I’ve had this paper on my desk to read for nearly a year now. It’s from Oct 2008, and it’s called “Benchmarking Amazon EC2 for High Performance Scientific Computing” by Edward Walker. It’s an interesting, quick read that compares performance results from the NAS benchmarks on one of NCSA’s clusters and Amazon EC2; both clusters used dual-socket, quad-core 2.33-GHz Intel Xeon processors.
Instead, this article describes my results in using macro and micro benchmarks to examine the “delta” between clusters composed of currently available state-of-the-art CPUs from Amazon EC2 versus clusters available to the HPC scientific community circa 2008. My results were obtained by using the NAS Parallel Benchmarks to measure the performance of these clusters for frequently occurring scientific calculations. Also, since the Message-Passing Interface (MPI) library is an important programming tool used widely in scientific computing, my results demonstrate the MPI performance in these clusters by using the mpptest micro benchmark.
The results? EC2 always underperforms Abe, even when the work stays within a single node of both clusters. They are closest for the OpenMP versions of the NPB on a single node of each cluster, with results on EC2 lower by 7 to 21%. On MPI versions of the NPB run on 32 CPUs, the results for EC2 are between 40 and 1000% percent worse, and this is true even when the nodes don’t communicate
Figure 2 shows the run times of the benchmark programs. From the results, we see approximately 40%–1000% performance degradation in the EC2 runs compared to the NCSA runs. Greater then 200% performance degradation is seen in the programs CG, FT, IS, IU, and MG. Surprisingly, even EP (embarrassingly parallel), where no message-passing communication is performed during the computation and only a global reduction is performed at the end, exhibits approximately 50% performance degradation in the EC2 run.
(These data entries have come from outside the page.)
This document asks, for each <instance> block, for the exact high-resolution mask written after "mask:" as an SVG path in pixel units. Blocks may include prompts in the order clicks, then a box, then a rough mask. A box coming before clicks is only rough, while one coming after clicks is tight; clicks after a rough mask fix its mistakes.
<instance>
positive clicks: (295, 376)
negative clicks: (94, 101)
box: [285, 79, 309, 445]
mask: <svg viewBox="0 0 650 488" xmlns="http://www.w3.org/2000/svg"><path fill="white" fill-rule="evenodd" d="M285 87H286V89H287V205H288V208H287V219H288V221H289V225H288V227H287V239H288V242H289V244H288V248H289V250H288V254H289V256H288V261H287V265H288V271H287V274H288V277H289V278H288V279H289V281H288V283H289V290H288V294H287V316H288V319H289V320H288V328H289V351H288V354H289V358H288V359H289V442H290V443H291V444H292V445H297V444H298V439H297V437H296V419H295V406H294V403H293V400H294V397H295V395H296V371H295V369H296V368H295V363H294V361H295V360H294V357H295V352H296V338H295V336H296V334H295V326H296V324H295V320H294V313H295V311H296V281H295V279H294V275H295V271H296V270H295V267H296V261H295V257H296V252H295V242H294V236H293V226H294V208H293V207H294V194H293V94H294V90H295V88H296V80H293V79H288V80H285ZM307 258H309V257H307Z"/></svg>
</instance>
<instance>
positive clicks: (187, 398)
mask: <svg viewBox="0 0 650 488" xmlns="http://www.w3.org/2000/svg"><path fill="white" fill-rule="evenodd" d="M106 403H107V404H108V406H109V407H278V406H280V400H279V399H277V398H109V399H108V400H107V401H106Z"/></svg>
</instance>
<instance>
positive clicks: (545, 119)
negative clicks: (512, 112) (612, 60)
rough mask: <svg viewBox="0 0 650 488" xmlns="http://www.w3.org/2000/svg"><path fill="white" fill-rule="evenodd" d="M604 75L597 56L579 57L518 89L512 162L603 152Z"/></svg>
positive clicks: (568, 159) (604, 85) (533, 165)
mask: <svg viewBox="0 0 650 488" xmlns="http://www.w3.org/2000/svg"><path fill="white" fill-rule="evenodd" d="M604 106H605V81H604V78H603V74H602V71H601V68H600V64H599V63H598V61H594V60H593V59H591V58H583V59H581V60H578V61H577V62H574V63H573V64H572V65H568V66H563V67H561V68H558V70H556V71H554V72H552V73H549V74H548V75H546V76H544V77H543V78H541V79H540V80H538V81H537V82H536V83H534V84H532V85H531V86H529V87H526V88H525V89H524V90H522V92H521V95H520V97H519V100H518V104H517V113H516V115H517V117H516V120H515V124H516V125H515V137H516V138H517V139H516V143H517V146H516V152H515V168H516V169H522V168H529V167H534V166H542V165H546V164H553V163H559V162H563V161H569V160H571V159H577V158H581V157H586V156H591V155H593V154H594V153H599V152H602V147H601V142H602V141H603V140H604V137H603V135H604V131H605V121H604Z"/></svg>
The mpptest bisection results show that EC2’s interconnect performs about an order of magnitude worse than Abe’s InfiniBand network for both latency and bandwidth. From the paper’s conclusions
The opportunity of using commercial cloud computing services for HPC is compelling. It unburdens the large majority of computational scientists from maintaining permanent cluster fixtures, and it encourages free open-market competition, allowing researchers to pick the best service based on the price they are willing to pay. However, the delivery of HPC performance with commercial cloud computing services such as Amazon EC2 is not yet mature. This article has shown that a performance gap exists between performing HPC computations on a traditional scientific cluster and on an EC2 provisioned scientific cluster. This performance gap is seen not only in the MPI performance of distributed-memory parallel programs but also in the single compute node OpenMP performance for shared-memory parallel programs.
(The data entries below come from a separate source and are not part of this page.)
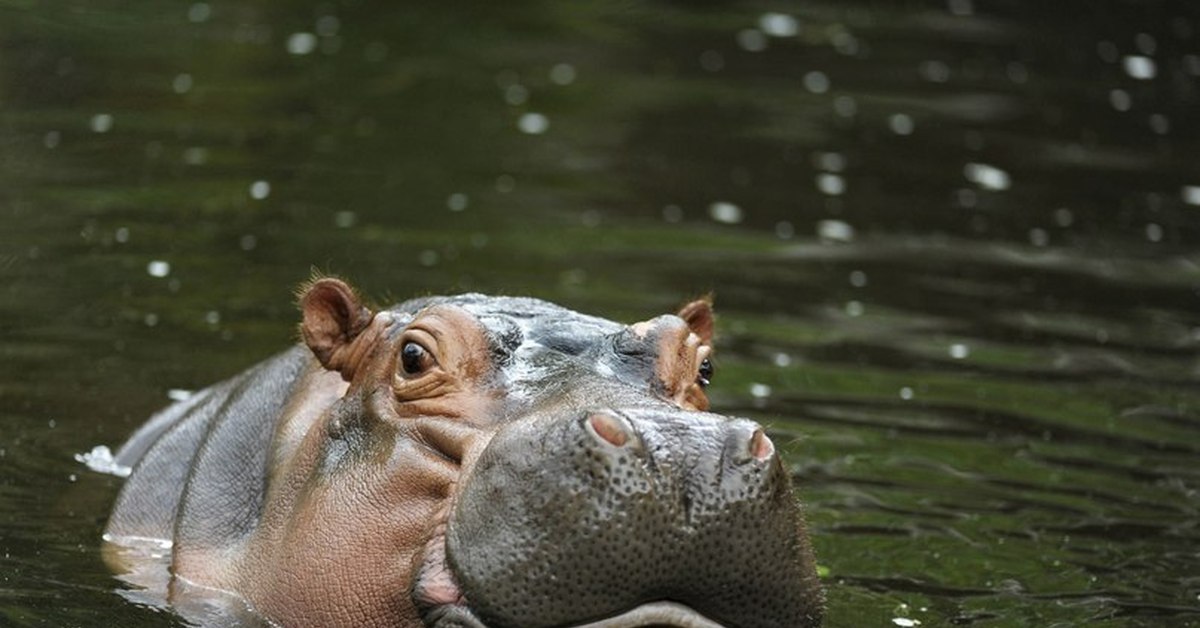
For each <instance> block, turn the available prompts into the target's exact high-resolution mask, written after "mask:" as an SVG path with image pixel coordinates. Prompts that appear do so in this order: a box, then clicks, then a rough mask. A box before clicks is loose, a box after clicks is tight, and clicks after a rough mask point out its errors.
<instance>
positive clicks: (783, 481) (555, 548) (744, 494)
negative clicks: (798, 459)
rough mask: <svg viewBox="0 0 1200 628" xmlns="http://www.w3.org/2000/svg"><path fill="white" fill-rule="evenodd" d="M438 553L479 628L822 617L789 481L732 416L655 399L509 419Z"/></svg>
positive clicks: (493, 442) (742, 622) (795, 618)
mask: <svg viewBox="0 0 1200 628" xmlns="http://www.w3.org/2000/svg"><path fill="white" fill-rule="evenodd" d="M564 414H565V415H564ZM445 551H446V560H448V564H449V567H450V569H451V572H452V573H454V574H455V576H456V579H457V581H458V585H460V586H461V588H462V593H463V598H464V600H466V604H467V605H468V606H469V609H470V611H472V612H473V614H474V615H475V617H478V620H479V621H480V622H481V623H482V624H486V626H488V627H491V628H540V627H547V628H548V627H562V626H590V624H593V623H596V624H599V626H684V627H686V626H696V627H701V626H726V627H737V628H760V627H762V628H767V627H779V628H782V627H790V628H794V627H797V626H810V624H816V623H817V622H818V618H820V608H821V604H820V587H818V586H817V584H816V581H815V569H814V563H812V555H811V550H810V548H809V544H808V539H806V537H805V536H804V532H803V521H802V519H800V513H799V510H798V508H797V504H796V501H794V498H793V496H792V492H791V483H790V479H788V476H787V473H786V469H785V468H784V466H782V463H781V462H780V460H779V457H778V454H776V451H775V448H774V445H773V443H772V442H770V439H769V438H768V437H767V436H766V433H764V432H763V430H762V429H761V427H760V426H758V425H757V424H755V423H752V421H749V420H745V419H733V418H727V417H722V415H718V414H710V413H703V412H689V411H682V409H677V408H666V407H665V408H660V407H653V408H589V409H584V411H570V412H566V413H563V412H558V413H548V414H542V415H538V417H533V418H529V419H523V420H517V421H514V423H511V424H509V425H506V426H504V427H503V429H502V430H500V431H498V432H497V433H496V436H494V437H493V438H492V441H491V442H490V443H488V445H487V447H486V449H484V451H482V453H481V454H480V456H479V459H478V460H476V461H475V462H474V465H473V466H472V468H470V469H469V471H468V473H467V476H466V477H464V478H463V479H462V482H461V485H460V492H458V495H457V497H456V500H455V504H454V507H452V510H451V514H450V518H449V522H448V527H446V537H445Z"/></svg>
These are very much the same conclusions reached by another set of researchers in a paper published in February of this year using Linpack, “Can Cloud Computing Reach the Top500?”
In this paper we investigate the use of cloud computing for highperformance numerical applications. In particular, we assume unlimited monetary resources to answer the question, “How high can a cloud computing service get in the TOP500 list?” We show results for the Linpack benchmark on different allocations on Amazon EC2.
…While cloud computing provides an extensible and powerful computing environment for web services, our experiments indicate that the cloud (or Amazon’s EC2, at least) is not yet mature enough for HPC computations. We observe that the GFLOP/sec obtained per dollar spent decrease exponentially with increasing computing cores and correspondingly, the cost for solving a linear system increases exponentially with the problem size—very much in constrast to existing scalable HPC systems.
Suggestions for moving to higher levels of performance for our community?
If cloud computing vendors are serious about targeting the HPC market, different cost models must be explored. An obvious first step would be to offer better interconnects or nodes provisioned with more physical memory to overcome the slower network.
Of course, something to keep in mind with all of this is that it’s only useful to compare the performance of a cloud solution to a dedicated HPC solution when a user has such a choice. If there is no other alternative, EC2 is still infinitely better than nothing.